A Waymo robotaxi in California took two 15-year-olds on a ride they didn’t expect-straight to the police. According to San Mateo Police, the teenagers were cruising the San Francisco Bay Area, drinking alcohol, and firing gel blaster toy guns that shoot water-filled Orbeez beads. The story escalated when Waymo remotely stopped the vehicle and called 911.
San Mateo police revealed on Facebook that Waymo’s operator first alerted authorities and then locked the car in place to await police without the teens realizing what was happening. NBC Bay Area reported the teens were told the car had a mechanical issue-all to keep them inside until help arrived.
The police confirmed the shooting took place during the trip, though it’s unclear if anyone was targeted. A Waymo employee monitoring the ride noticed the weapon’s recoil on the camera feed and flagged it to emergency services. Both minors were taken into custody without incident.
How Waymo monitors passengers inside robotaxis
Passenger monitoring is a sensitive issue for robotaxi operators. Unlike traditional taxis where drivers see and can react to incidents firsthand, autonomous vehicles rely on cameras, remote oversight, and internal safety protocols that passengers often learn about only after the fact. This incident proves Waymo is willing not only to interrupt a trip but also to immobilize its vehicle remotely until law enforcement arrives.
This comes amid growing scrutiny of robotaxi safety in the U.S. In 2023, California regulators halted Cruise’s commercial services after a series of incidents, including one where a pedestrian was struck and dragged by a test vehicle. At the time, questions focused on road safety and how driverless cars coordinate with first responders. Now, the conversation increasingly questions where the line is drawn between protecting safety and imposing constant surveillance on passengers.

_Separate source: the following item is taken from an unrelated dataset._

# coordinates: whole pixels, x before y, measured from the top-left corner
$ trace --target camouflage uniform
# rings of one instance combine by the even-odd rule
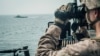
[[[82,3],[88,9],[100,7],[100,0],[82,0]],[[100,39],[85,39],[58,50],[61,31],[58,26],[51,25],[44,36],[40,38],[36,56],[100,56]]]
[[[100,56],[99,41],[87,39],[57,50],[61,29],[55,25],[41,37],[36,56]]]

Waymo has faced other security concerns beyond traffic safety. In late 2025, a woman in Los Angeles found a stranger hiding in the trunk of her Waymo vehicle, sparking debate over physical security within robotaxis. This latest San Mateo case highlights new risks emerging from passengers themselves-and how quickly operators intervene when something goes wrong.

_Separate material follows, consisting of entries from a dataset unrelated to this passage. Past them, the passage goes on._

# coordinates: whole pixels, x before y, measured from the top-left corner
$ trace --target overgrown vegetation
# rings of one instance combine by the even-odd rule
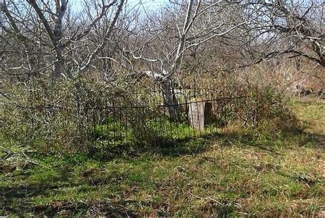
[[[45,155],[12,144],[1,152],[0,214],[320,215],[324,102],[289,105],[298,129],[269,120],[142,152]]]

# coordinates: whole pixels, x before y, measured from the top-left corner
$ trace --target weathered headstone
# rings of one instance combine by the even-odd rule
[[[189,104],[189,121],[191,127],[203,130],[204,125],[213,120],[212,103],[202,99],[192,99]]]
[[[189,103],[189,121],[191,126],[195,129],[204,129],[204,102],[202,99],[193,99]]]

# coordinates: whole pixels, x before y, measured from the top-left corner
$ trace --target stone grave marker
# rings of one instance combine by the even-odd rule
[[[192,99],[189,103],[189,121],[191,126],[196,130],[204,129],[204,103],[202,99]]]

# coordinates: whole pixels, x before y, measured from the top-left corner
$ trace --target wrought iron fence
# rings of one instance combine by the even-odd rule
[[[248,119],[243,108],[246,96],[213,88],[204,95],[188,95],[191,92],[180,91],[174,105],[164,104],[163,93],[156,92],[149,97],[139,94],[150,104],[142,99],[138,105],[122,104],[116,97],[97,106],[21,108],[16,126],[25,132],[24,140],[49,145],[60,141],[69,147],[85,149],[200,137],[215,134],[228,123],[241,125]],[[176,110],[176,119],[171,118],[171,108]]]

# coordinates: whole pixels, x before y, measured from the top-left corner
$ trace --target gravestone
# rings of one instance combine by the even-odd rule
[[[189,104],[188,115],[190,125],[203,130],[204,125],[213,120],[212,103],[204,102],[201,98],[192,99]]]
[[[191,126],[196,130],[204,129],[204,102],[202,99],[193,99],[189,103],[189,121]]]

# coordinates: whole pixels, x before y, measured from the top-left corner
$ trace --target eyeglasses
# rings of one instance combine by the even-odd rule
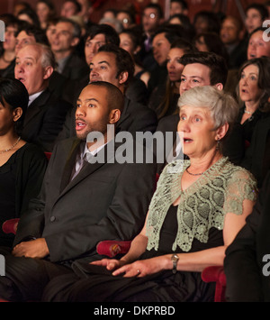
[[[144,18],[150,18],[150,19],[155,19],[156,18],[156,14],[143,14],[142,16]]]

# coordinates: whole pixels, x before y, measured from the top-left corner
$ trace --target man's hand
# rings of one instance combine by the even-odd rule
[[[49,254],[49,248],[44,238],[39,238],[17,244],[13,251],[15,257],[44,258]]]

The choice of gel blaster toy guns adds another layer of complexity. Gel blasters-Orbeez-firing replicas-can look like real firearms from a distance or on camera, making the situation appear far more dangerous to passersby, other drivers, and Waymo’s remote dispatcher. This likely explains why Waymo chose a strict response, including immediate intervention and police notification.
This incident raises questions for future robotaxi riders. If the operator will stop the car and call police over teens shooting toy guns and drinking, what other behaviors might trigger such actions? Heated arguments, suspected drug use, or unruly conduct without visible weapons? Waymo has yet to publicly clarify these boundaries.
The timing is notable: Waymo is currently expanding into four new U.S. cities-San Diego, Las Vegas, Tampa, and Denver. These services will initially open to Alphabet employees before a wider public rollout. As its network grows, Waymo faces mounting pressure to explain not just how its cars drive but how and when they monitor passengers.
Waymo remains one of the few U.S. players offering fully driverless public robotaxi rides, especially since Cruise paused operations under regulatory pressure. That makes every controversial episode a test case for the entire self-driving industry. The question of surveillance limits inside driverless cars will need urgent answers before the company launches in its new cities.